Quando o marketing político começou a aparecer, muita gente -inclusive quem escreve estas linhas- imaginou que estávamos diante de mais uma "cascata".
A desconfiança, em poucas palavras, era fruto do racionalismo: os partidos e os candidatos tinham ou deveriam ter ideologia; os cidadãos seguiam ou deveriam seguir pelo mesmo caminho. Como pensar que seria possível vender candidatos como se vendem sabonetes?
Com o correr do tempo, embora haja diferenças entre os dois tipos de consumo, elas se encurtaram e hoje poucos duvidam da influência do marketing político no resultado de uma eleição. Quem duvida paga o preço. Exemplifico com dois casos da corrida presidencial: o de Ciro Gomes, de um lado, e o de Lula, de outro. O primeiro desdenhou dos grandes nomes e atribuiu a responsabilidade de seu programa de televisão a um parente, se não estou enganado. Ao que parece, o candidato julgava-se o marqueteiro de si mesmo, dados seus inegáveis dons de comunicação.
O resultado foi o que se viu. Seu programa não convence. Pior do que isso, solto no espaço, Ciro foi um desastre, surpreendendo amigos e adversários com um comportamento descontrolado. Quase não seria preciso lembrar as atitudes que revelaram preconceito racial, arrogância, machismo, descrédito das instituições.

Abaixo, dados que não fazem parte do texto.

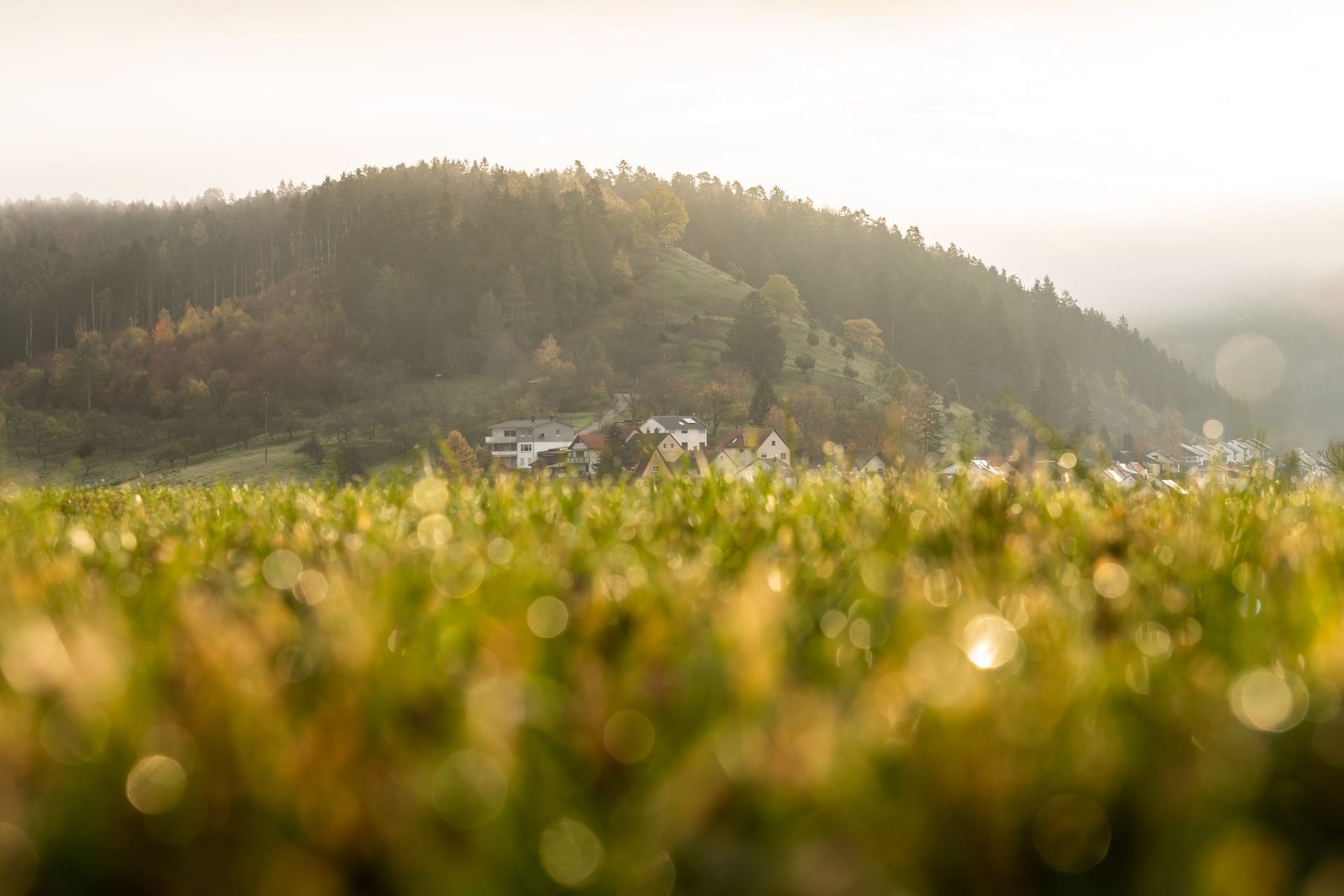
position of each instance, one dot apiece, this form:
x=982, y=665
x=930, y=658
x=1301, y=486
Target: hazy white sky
x=1139, y=152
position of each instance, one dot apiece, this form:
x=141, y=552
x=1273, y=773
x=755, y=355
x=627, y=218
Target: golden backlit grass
x=517, y=687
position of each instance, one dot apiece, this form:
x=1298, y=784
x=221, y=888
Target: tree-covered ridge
x=944, y=314
x=403, y=253
x=452, y=267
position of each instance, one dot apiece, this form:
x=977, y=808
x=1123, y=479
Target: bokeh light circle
x=990, y=641
x=281, y=570
x=570, y=852
x=547, y=617
x=1249, y=365
x=156, y=785
x=1266, y=700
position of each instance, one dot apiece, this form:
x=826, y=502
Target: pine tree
x=762, y=399
x=755, y=339
x=514, y=302
x=489, y=317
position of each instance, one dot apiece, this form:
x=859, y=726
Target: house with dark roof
x=517, y=444
x=748, y=445
x=690, y=433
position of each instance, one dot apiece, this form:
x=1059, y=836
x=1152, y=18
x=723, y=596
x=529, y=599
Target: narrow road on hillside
x=622, y=402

Lula e o PT, pelo contrário, renderam-se às virtualidades do marketing político, com resultados positivos. Seria injusto dizer que a versão "paz e amor" de Lula seja apenas uma grande montagem de Duda Mendonça. O candidato, nas palavras e nos gestos, mostrou uma evolução, quando lembramos um passado recente.
É bem verdade que, apesar dessa evolução e do cuidado de seus assessores, o candidato petista, aqui e ali, ainda escorrega feio. Exemplo: a afirmação de que o Brasil não virá a ser uma Argentina, levantando uma onda de indignação no país vizinho que obrigou Lula a assinar um artigo explicativo.

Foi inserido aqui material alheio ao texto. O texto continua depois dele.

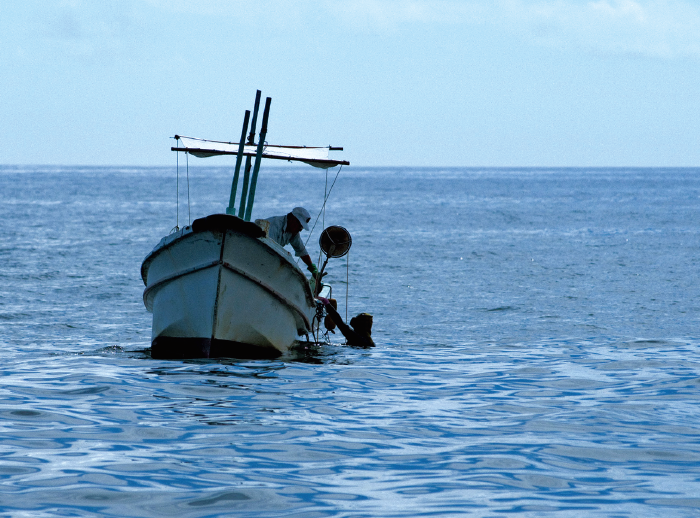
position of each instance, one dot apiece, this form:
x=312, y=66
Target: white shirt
x=278, y=232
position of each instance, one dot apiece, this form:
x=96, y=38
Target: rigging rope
x=177, y=190
x=189, y=213
x=323, y=208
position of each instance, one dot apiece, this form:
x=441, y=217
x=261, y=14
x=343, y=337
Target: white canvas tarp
x=315, y=156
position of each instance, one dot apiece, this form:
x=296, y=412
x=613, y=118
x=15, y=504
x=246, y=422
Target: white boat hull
x=216, y=290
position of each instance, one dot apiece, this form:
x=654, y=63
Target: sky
x=498, y=83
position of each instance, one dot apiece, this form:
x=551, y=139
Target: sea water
x=537, y=349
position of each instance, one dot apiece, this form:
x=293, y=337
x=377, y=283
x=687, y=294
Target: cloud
x=659, y=28
x=86, y=30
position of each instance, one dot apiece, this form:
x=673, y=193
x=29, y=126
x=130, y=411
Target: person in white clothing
x=285, y=231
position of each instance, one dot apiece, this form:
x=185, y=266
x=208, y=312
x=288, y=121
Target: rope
x=189, y=213
x=325, y=199
x=177, y=191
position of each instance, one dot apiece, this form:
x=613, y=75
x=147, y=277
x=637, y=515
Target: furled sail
x=315, y=156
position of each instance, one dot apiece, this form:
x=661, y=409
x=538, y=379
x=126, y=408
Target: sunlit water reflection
x=537, y=353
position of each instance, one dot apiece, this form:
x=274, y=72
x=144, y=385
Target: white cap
x=303, y=216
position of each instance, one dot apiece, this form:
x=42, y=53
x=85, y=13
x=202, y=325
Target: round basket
x=335, y=241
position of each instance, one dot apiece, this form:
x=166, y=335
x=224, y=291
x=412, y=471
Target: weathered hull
x=217, y=290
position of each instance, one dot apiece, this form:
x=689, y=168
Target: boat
x=220, y=287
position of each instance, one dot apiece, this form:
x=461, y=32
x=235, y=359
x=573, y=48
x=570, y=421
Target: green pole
x=234, y=185
x=258, y=157
x=251, y=141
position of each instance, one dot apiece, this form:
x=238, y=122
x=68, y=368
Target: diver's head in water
x=362, y=324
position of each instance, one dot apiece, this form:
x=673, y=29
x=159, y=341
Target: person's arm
x=349, y=333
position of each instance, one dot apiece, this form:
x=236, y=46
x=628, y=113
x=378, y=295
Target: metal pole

De qualquer forma, o candidato marcou pontos pessoais e se revelou competente para ganhar a eleição, embora ainda não a tenha ganho. O problema, porém, não é o Lula candidato, e sim o Lula presidente, caso chegue à Presidência. A essa altura - missão cumprida - Duda Mendonça terá ido para casa e as duras tarefas de governo, em meio a uma situação delicada, seriam incontornáveis.
Que caminho Lula seguiria? Por exemplo, na área econômica: o caminho da cautela, não perdendo de vista os princípios do respeito aos contratos, da responsabilidade fiscal, do combate à inflação, mesmo tratando de acelerar o crescimento? Ou, pelo contrário, cederia à tentação do crescimento a qualquer preço, conformando-se com o retorno da inflação alta e da desordem financeira, para a alegria de uma parcela da classe dominante? São algumas dentre muitas perguntas para as quais o marketing político não tem respostas, se é que alguém as tem.


Boris Fausto escreve às segundas-feiras nesta coluna.